A brother questioned Abba Matoes saying, ‘What am I to do? My tongue makes me suffer, every time I go among men, I cannot control it, but I condemn them all in the good they are doing and reproach them with it.  What am I to do?’ The old man replied, ‘If you cannot contain yourself, flee into solitude. For this is a sickness. He who dwells with brethren must not be square, but round, so as to turn himself towards all.’ He went on, ‘It is not through virtue that I live in solitude. But through weakness; those who live in the midst of men are the strong ones.’[1]

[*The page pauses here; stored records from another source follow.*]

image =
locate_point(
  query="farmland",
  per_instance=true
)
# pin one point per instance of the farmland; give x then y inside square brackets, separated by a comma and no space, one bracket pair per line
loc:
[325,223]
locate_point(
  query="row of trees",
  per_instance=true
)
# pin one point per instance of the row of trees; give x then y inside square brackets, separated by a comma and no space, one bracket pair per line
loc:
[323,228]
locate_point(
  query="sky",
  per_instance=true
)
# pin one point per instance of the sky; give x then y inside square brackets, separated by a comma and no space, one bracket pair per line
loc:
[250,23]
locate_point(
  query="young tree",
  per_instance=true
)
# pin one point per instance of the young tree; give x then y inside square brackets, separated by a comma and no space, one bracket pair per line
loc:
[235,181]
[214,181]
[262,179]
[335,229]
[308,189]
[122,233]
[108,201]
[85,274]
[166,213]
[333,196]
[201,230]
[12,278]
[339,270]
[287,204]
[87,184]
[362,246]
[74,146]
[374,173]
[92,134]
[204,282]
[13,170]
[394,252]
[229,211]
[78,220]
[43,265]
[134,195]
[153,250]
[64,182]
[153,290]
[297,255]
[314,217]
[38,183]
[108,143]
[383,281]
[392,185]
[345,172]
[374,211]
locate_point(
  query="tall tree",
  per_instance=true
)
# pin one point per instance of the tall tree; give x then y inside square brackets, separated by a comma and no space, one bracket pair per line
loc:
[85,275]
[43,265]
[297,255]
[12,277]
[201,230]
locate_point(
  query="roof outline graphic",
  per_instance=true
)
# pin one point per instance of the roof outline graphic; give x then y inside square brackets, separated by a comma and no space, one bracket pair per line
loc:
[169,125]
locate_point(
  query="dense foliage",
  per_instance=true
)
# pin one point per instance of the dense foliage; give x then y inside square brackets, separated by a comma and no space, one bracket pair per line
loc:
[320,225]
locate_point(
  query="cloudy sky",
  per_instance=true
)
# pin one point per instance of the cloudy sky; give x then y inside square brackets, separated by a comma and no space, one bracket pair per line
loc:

Those who look to ascetics and learn from them the lesson that everyone should entirely disengage themselves from society, that is, to turn back from the world, because the world is seem as impure, misunderstand the spiritual lessons coming from the monastic tradition. The ascetics did not look to the world with such disdain. They examined themselves in order to see how sin has caused them to be out of control. It is as if they quarantined themselves from the world to make sure their own spiritual sickness did not spread, causing more pain and sorrow in the world.  Then, as they gained control over themselves, once they saw themselves becoming more and more spiritually healthy, they could and would engage society once again. Indeed, once their spiritual sickness had been put into check, they often saw it would be harmful to remain in isolation. This is why so many saints, known to be hermits for a good portion of their lives, found their calling was to be with society once they learned what they could from their hermitage. They found that once they gained control over themselves, they should engage the world. For they learned how to use their tongue in the way it was intended, that is, to benefit others, building them up instead of tearing them down. Thus, they are not representatives of intentional seclusion from others because they thought they should distance themselves from the world because it was evil, but because they knew the world was good and they wanted to make sure they were able to help preserve that goodness. This, then, should be what we learn from the ascetics, and so like them, we should learn how to use our speech as it was intended, that is, to make sure we build others up instead of tearing them down. It’s not easy. And that is why we should also work, like the ascetics, to discipline ourselves and our speech.


[1] The Sayings of the Desert Fathers. trans. Benedicta Ward (Kalamazoo, MI: Cistercian Publications, 1984), 145 [Saying of Abba Matoes 13].